OFICJALNIE: Znamy pierwszego spadkowicza z ligi hiszpańskiej. W składzie ma największego pechowca

2025-04-25 11:33:05; Aktualizacja: 5 godzin temu
OFICJALNIE: Znamy pierwszego spadkowicza z ligi hiszpańskiej. W składzie ma największego pechowca Fot. Maciej Rogowski Photo / Shutterstock.com
Jan Chromik
Jan Chromik Źródło: Transfery.info | Pedro Martin

Czwartkowa porażka 1:5 z Realem Betis przesądziła o tym, że z ligi hiszpańskiej z hukiem spadł Real Valladolid. Zawodnikiem tego zespołu jest Darwin Machís, który czwarty sezon z rzędu pożegnał się z tamtejszą elitą.

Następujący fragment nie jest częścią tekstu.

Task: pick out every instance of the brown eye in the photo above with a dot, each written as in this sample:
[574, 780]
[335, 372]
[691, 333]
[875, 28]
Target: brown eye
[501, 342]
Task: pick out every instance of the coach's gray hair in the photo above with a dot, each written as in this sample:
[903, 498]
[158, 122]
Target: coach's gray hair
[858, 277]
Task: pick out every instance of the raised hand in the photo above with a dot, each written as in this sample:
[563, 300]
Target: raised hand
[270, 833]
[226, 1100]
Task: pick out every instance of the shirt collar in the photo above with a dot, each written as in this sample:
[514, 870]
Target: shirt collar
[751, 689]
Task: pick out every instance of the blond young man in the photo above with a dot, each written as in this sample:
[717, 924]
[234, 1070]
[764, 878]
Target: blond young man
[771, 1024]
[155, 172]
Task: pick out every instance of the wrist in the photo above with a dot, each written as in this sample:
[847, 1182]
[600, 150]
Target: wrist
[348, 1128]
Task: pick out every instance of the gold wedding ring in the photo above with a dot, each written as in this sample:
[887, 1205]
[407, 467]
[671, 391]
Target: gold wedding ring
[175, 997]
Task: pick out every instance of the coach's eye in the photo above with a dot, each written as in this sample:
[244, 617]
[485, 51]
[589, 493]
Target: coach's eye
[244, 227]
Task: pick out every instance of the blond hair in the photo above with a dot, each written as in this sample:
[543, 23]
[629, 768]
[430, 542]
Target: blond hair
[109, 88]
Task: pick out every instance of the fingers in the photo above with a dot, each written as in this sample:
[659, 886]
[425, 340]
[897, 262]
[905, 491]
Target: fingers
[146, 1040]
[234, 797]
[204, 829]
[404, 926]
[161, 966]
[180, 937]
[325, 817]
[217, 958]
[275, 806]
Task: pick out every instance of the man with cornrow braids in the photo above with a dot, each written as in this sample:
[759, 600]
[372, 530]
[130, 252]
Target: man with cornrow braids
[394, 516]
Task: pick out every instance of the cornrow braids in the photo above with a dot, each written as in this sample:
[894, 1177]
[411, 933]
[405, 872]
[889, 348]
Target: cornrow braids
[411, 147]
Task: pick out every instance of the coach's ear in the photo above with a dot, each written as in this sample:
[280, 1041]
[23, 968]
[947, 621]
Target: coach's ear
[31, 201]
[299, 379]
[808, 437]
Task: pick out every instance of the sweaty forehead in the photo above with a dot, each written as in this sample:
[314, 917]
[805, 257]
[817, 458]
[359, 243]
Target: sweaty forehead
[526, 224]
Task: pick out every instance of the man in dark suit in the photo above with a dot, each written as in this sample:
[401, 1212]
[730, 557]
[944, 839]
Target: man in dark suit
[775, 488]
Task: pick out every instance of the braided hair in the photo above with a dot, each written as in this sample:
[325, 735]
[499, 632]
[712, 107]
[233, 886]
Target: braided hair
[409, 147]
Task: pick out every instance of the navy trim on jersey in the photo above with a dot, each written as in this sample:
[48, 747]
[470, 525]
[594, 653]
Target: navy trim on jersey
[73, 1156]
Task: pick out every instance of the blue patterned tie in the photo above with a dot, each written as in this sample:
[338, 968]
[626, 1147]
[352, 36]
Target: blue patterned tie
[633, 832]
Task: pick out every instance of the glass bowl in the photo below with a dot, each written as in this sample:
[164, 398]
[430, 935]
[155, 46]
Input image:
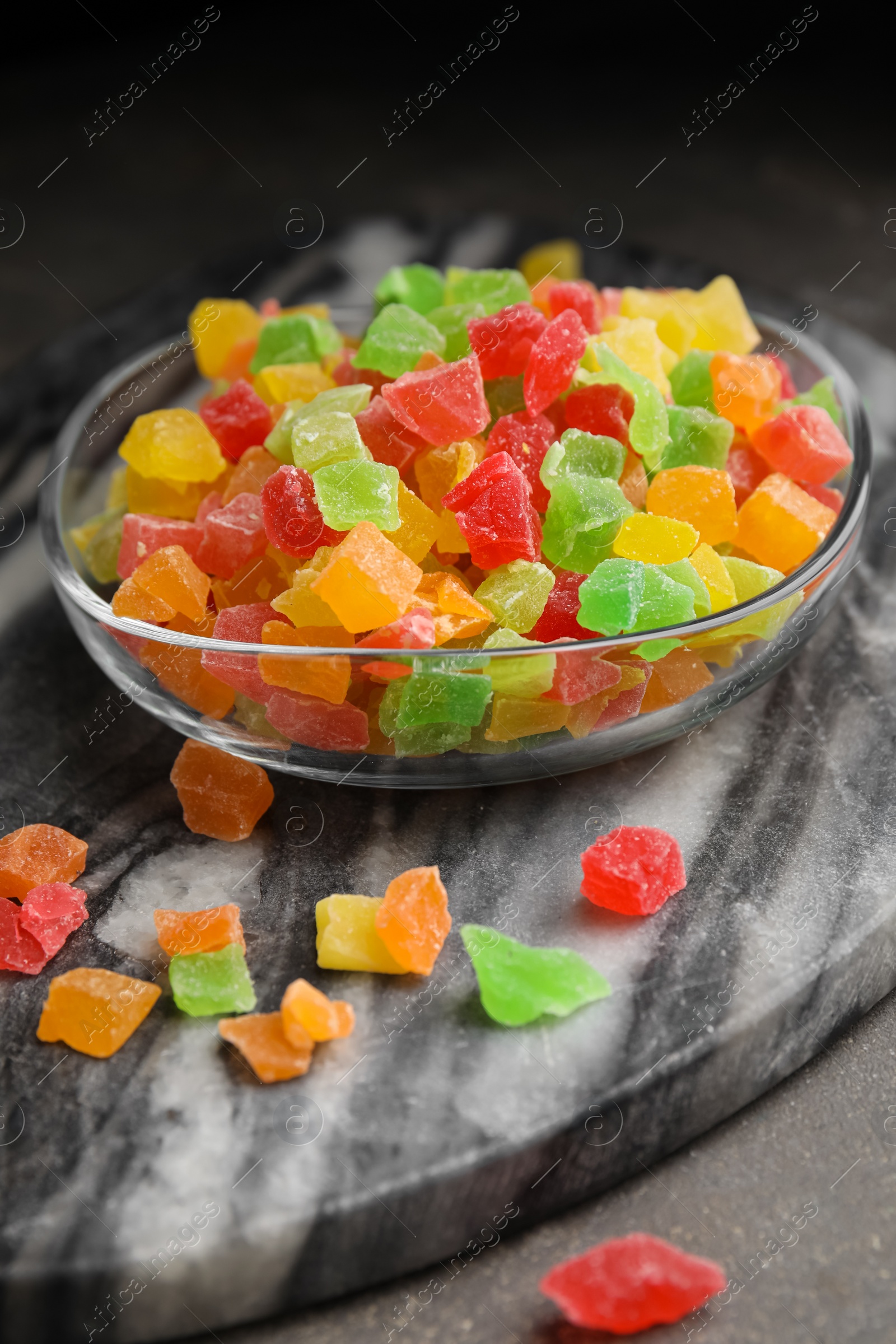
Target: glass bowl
[723, 657]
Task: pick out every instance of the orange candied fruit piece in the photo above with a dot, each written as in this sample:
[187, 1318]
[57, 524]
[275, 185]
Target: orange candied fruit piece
[222, 796]
[745, 388]
[414, 921]
[34, 855]
[305, 1010]
[696, 495]
[172, 577]
[781, 526]
[95, 1011]
[261, 1040]
[368, 582]
[184, 932]
[327, 678]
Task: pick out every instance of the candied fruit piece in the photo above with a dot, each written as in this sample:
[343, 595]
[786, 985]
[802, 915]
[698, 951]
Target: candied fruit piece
[517, 984]
[207, 983]
[182, 932]
[39, 854]
[174, 445]
[262, 1042]
[222, 796]
[632, 1282]
[696, 495]
[414, 920]
[367, 582]
[347, 937]
[307, 1011]
[780, 525]
[441, 405]
[95, 1011]
[318, 724]
[805, 444]
[633, 870]
[238, 420]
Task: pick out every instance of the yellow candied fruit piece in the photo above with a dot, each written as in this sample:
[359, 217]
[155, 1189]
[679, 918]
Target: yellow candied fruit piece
[711, 569]
[419, 526]
[216, 326]
[174, 445]
[292, 384]
[347, 937]
[655, 539]
[636, 342]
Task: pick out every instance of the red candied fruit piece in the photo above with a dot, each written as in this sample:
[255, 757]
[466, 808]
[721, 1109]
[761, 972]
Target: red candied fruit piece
[318, 724]
[746, 468]
[143, 534]
[442, 405]
[494, 514]
[580, 675]
[527, 440]
[787, 386]
[242, 624]
[805, 444]
[238, 420]
[601, 409]
[293, 522]
[633, 870]
[19, 949]
[413, 631]
[234, 535]
[825, 495]
[390, 441]
[554, 361]
[580, 296]
[632, 1282]
[52, 912]
[346, 374]
[504, 340]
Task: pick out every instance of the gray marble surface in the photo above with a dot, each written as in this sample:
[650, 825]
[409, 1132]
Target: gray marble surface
[430, 1121]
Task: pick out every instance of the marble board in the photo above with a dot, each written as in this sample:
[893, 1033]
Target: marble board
[164, 1191]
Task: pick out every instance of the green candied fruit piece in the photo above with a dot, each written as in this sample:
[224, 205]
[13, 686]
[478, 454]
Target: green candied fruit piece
[504, 397]
[683, 572]
[323, 440]
[430, 740]
[699, 438]
[207, 983]
[421, 288]
[296, 339]
[519, 984]
[662, 601]
[516, 593]
[820, 394]
[527, 678]
[442, 698]
[649, 425]
[612, 597]
[452, 321]
[692, 382]
[101, 552]
[356, 492]
[351, 400]
[494, 290]
[395, 340]
[584, 518]
[254, 718]
[580, 454]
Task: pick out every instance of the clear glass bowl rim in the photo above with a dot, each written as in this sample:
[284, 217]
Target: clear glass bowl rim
[840, 535]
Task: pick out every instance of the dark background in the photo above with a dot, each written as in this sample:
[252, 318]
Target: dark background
[590, 97]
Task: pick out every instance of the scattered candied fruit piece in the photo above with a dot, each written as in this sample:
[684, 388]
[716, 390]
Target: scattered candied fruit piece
[96, 1011]
[222, 796]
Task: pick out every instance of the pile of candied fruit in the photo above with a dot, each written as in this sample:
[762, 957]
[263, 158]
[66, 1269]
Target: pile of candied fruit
[492, 467]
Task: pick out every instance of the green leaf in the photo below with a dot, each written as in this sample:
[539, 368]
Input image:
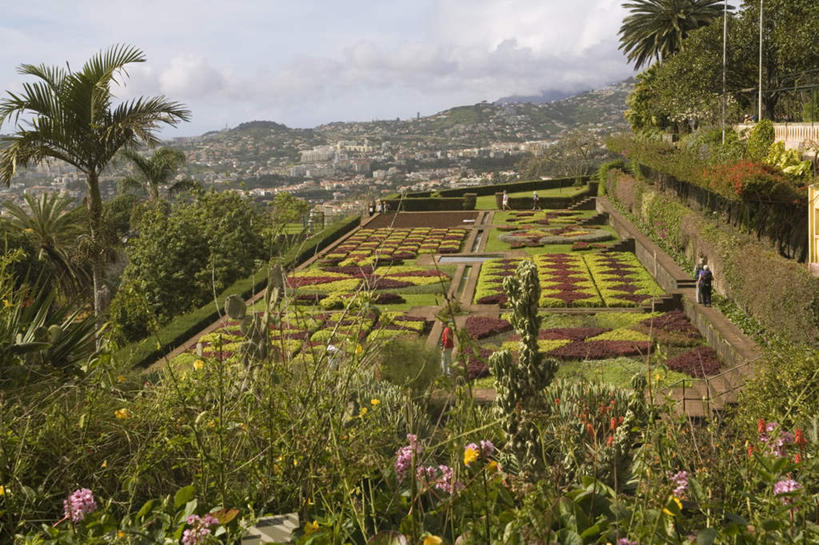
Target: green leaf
[706, 536]
[388, 538]
[145, 509]
[183, 496]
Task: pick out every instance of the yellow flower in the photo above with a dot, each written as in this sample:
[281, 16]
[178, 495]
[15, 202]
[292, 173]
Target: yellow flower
[310, 528]
[470, 455]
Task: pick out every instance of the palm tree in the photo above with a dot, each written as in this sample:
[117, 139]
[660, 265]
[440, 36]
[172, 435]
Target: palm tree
[655, 29]
[52, 223]
[71, 116]
[154, 172]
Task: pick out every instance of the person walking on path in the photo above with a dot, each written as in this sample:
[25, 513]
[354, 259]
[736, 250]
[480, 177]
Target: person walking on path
[697, 271]
[447, 344]
[704, 285]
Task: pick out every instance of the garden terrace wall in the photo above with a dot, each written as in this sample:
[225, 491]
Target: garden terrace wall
[779, 293]
[428, 204]
[511, 187]
[525, 203]
[781, 224]
[729, 343]
[181, 328]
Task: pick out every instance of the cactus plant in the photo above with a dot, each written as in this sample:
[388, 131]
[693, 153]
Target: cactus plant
[255, 326]
[520, 383]
[235, 307]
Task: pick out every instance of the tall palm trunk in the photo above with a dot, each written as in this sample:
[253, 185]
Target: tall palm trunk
[94, 204]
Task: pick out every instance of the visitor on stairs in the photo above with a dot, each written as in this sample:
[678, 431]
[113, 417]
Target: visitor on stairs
[697, 271]
[704, 285]
[447, 344]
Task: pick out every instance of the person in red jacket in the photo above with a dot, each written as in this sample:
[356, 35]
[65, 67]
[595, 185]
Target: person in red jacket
[447, 344]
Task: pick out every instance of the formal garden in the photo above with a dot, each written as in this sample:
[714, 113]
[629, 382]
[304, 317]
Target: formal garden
[189, 370]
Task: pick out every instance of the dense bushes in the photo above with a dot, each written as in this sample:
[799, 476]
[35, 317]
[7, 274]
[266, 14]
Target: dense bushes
[182, 327]
[181, 257]
[750, 195]
[780, 293]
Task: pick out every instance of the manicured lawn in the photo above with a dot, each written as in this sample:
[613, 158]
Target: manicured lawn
[487, 202]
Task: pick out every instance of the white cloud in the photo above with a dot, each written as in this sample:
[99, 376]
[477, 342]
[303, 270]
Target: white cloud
[315, 61]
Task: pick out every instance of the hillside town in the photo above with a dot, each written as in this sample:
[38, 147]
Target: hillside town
[344, 165]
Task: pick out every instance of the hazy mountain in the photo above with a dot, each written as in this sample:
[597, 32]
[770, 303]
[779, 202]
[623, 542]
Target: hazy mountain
[542, 98]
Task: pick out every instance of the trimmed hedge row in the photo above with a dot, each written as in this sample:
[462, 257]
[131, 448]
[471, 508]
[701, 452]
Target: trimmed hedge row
[779, 293]
[512, 187]
[423, 204]
[483, 190]
[150, 349]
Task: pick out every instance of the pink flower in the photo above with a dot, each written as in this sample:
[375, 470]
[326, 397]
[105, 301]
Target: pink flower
[403, 457]
[487, 448]
[199, 530]
[79, 504]
[680, 479]
[786, 486]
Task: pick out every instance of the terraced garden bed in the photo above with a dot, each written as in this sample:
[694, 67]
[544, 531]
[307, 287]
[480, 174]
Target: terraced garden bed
[611, 347]
[613, 279]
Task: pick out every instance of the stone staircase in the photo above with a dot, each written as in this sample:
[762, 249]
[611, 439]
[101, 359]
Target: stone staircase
[625, 245]
[663, 303]
[589, 203]
[597, 219]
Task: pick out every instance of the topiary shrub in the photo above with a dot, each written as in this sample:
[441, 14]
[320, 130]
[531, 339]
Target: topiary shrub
[760, 138]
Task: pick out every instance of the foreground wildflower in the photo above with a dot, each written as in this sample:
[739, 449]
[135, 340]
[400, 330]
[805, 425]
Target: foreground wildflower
[680, 480]
[310, 528]
[79, 504]
[470, 453]
[199, 529]
[786, 486]
[403, 457]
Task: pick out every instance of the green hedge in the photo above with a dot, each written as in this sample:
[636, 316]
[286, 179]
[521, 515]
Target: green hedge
[422, 204]
[779, 214]
[779, 293]
[181, 328]
[512, 187]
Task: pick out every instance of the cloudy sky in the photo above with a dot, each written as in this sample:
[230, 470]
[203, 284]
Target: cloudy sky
[307, 62]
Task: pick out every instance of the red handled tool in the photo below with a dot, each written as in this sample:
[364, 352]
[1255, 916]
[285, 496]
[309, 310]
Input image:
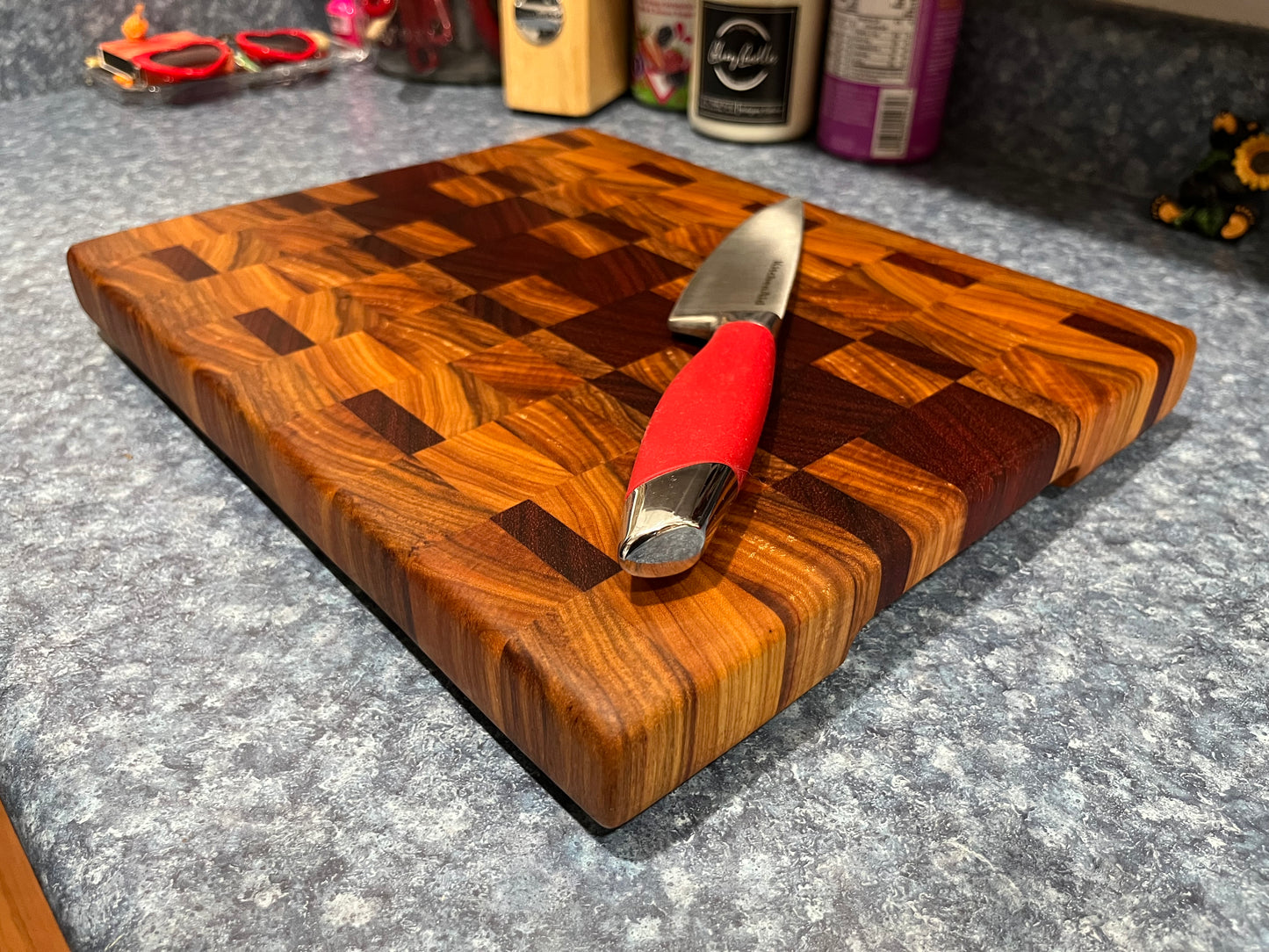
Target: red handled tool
[701, 439]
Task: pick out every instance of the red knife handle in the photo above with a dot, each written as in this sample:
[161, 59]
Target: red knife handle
[713, 410]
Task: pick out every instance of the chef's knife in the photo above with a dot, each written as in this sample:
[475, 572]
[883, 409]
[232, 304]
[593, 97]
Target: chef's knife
[701, 439]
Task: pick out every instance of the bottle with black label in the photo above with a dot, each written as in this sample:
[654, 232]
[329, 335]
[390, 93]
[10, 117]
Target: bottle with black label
[755, 69]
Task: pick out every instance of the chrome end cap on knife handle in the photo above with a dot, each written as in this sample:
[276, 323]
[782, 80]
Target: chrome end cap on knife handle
[670, 519]
[699, 444]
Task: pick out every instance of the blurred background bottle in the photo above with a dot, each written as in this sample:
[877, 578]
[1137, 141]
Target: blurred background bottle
[663, 52]
[755, 69]
[886, 73]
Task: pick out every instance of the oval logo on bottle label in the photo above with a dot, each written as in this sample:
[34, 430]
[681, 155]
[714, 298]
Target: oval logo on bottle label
[746, 62]
[741, 54]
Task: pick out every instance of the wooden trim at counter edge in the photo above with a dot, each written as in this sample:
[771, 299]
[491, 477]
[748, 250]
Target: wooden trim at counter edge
[27, 923]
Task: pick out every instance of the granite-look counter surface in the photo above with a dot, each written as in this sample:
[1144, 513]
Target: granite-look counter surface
[207, 740]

Real Valladolid w tym sezonie znacząco odstawał poziomem od reszty zespołów i czwartkowa porażka 1:5 z Realem Betis sprawiła, że na pięć kolejek przed końcem rozgrywek poznaliśmy pierwszego spadkowicza z ligi hiszpańskiej. Na to zapowiadało się od dłuższego czasu - w ostatnich 14 spotkaniach klub, którego właścicielem jest Ronaldo Nazário, zdobył zaledwie... punkt. Zespół ten może „pochwalić się” zarówno najgorszą ofensywą, jak i defensywą w lidze, co w efekcie daje tragiczny bilans bramkowy wynoszący -57.

Real Valladolid jest klasycznym przykładem zespołu, który jest za słaby na grę w elicie, a za mocny na zmagania na jej zapleczu - jest to jego trzeci spadek z LaLigi na przestrzeni ostatnich pięciu lat.

Zawodnikiem „Pucela” jest Darwin Machís, który właśnie czwarty sezon z rzędu pożegnał się z hiszpańską elitą. W kampanii 2021/2022 reprezentował barwy Granady, w kolejnej Realu Valladolid, w poprzednim sezonie spadł wraz z Cádizem i teraz ponownie nie udało mu się utrzymać jako zawodnik „Pucela”.

32-latek wyrównał tym samym niechlubny rekord Pibe Larraza, który na początku lat 60. także zaliczył cztery spadki z ligi hiszpańskiej z rzędu.

Wenezuelczyk w LaLidze zanotował w sumie 176 występów, w których zapisał na swoim koncie po 20 bramek oraz asyst. Z Realem Valladolid skrzydłowego wiąże kontrakt do końca czerwca 2026 roku.